Jacques Mattheij

Technology, Coding and Business

Assume Absolutely Nothing

I have something of a reputation for fixing obscure bugs. At some point in time you could probably call this a weird kind of hobby, the idea was that if you really had tried everything and you still didn’t find your problem, that I would take a wager for a dinner, either I find and fix the bug and you buy me dinner or I buy you dinner. It was a fun thing to do.

Now, of course, simply the perspective of a clueless newbie that takes a fresh look at a problem will often times flush out a problem with relatively little effort (those were the easy ones).

But every now and then you’d run in to something of a different order, a bug that occurs only once every week or so, but leaves a whole company dead in the water while a bunch of stuff gets restarted. Or a bug that would occur without any indication whatsoever other than say subtle data corruption, only realised long after the fact.

For those really tough cases I worked out a method, and the method is this:

ASSUME ABSOLUTELY NOTHING.

People would cringe when I would shut down the machine the bug was exhibiting on to begin with meticulously checking the hardware, from the power supply voltages to temperatures and whether the RAM was seated properly, running memtest for a day or so and making sure all the cabling was good.

This simple pre-check probably fixed another 30 to 50% of the ‘bugs’, the problem here was not that the software was bad, just that people tend to assume a software problem because they are so much more common than hardware problems.

Most of the time, this sort of starting from the ground and working your way up was met with headshaking by those involved, after all, they’d checked ‘everything’ already 10 times over.

After getting rid of this second class of problems you’re left with an even harder category, the ‘flakeys’, bugs that are not hardware related (you’ve hopefully ruled that out by now), that have no direct cause and that are difficult to reproduce in a given amount of time.

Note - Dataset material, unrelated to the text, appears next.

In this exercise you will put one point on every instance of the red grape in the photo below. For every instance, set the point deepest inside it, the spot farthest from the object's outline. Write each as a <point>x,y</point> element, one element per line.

Man how I hate those… but, with my reputation solidly on the line it would be silly to give up at this point, after all, this is the first time that you’re really debugging an actual problem.

The next trick in the debuggers toolbox is divide and conquer. Try to partition the arena where the problem occurs in such a way that you can rule out half the code where the problem may occur so that after an occurrence the remaining problem is half the size.

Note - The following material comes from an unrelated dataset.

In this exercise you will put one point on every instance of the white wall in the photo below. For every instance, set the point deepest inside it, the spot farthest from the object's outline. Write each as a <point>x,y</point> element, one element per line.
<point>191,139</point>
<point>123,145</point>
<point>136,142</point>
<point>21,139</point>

Repeat this several times and you’ll be literally staring at the bug, which means you usually can add a couple of assertions (which are the C programmers way of checking if their assumptions still hold true at runtime) and on the next run you will find out what is the cause of the problem.

Unless, of course you don’t…

Now, most of the stuff we’re talking about here is production C code, and even though C is often referred to as ‘glorified assembler’ the distance between the two is still considerable.

Switching the view from C source code to assembly (that -S option on your compiler is good for something after all) you get to see the code the processor actually executes. That doesn’t help in terms of linecount, but it does help in terms of removing a veil that hides what is really going on.

Chances are that when you’ve crossed off all the possible culprits (un-initialised variables, double frees, pointer overwrites, array overwrites and so on, which will take care of a good portion of the remaining issues, fortunately compilers are much better nowadays at spotting these errors) that you’re still left with a problem.

That problem is simply that even though looking at the assembly code has given you greater insight in to what is going on under the hood does not give you the ability to backtrack through more than a very small fraction of a second worth of actual execution. Processors can produce traces longer than a human could analyse in a lifetime in a few seconds.

The next trick I would employ at this stage is to see if I could trigger a bug by varying system parameters. Overload the machine on purpose, see if that will increase the frequency of occurrence, that sort of thing. After all, if bugs get harder to fix as they occur less frequently increasing their occurrence will make them easier to fix.

If a bug is somehow timing related then manipulating the load will usually bring it about (or make it go away entirely, very frustrating). Other parameters that you can manipulate are the amount of available memory (rip out a few of those dimms, gasp!), have a process access the disk for instance by running a bunch of benchmarks along the program that you’re trying to debug and so on.

In the end, I think I may have bought one or two dinners over the course of many years, and all the rest of the bugs were squashed using these simple techniques. In spite of the name, I never used a debugger for any of this, mostly because when I grew up with computers we didn’t have them so I learned to do without. Maybe I would have found some of those problems above easier when using a debugger, but to date I haven’t run in to a problem so severe that I needed one. Yet ;)

The ‘Assume Absolutely Nothing’ rule is a good one I think, and even if times have changed considerably I think it still stands as strong as ever. If you are debugging and you do not check your assumptions then you are building your house on quicksand.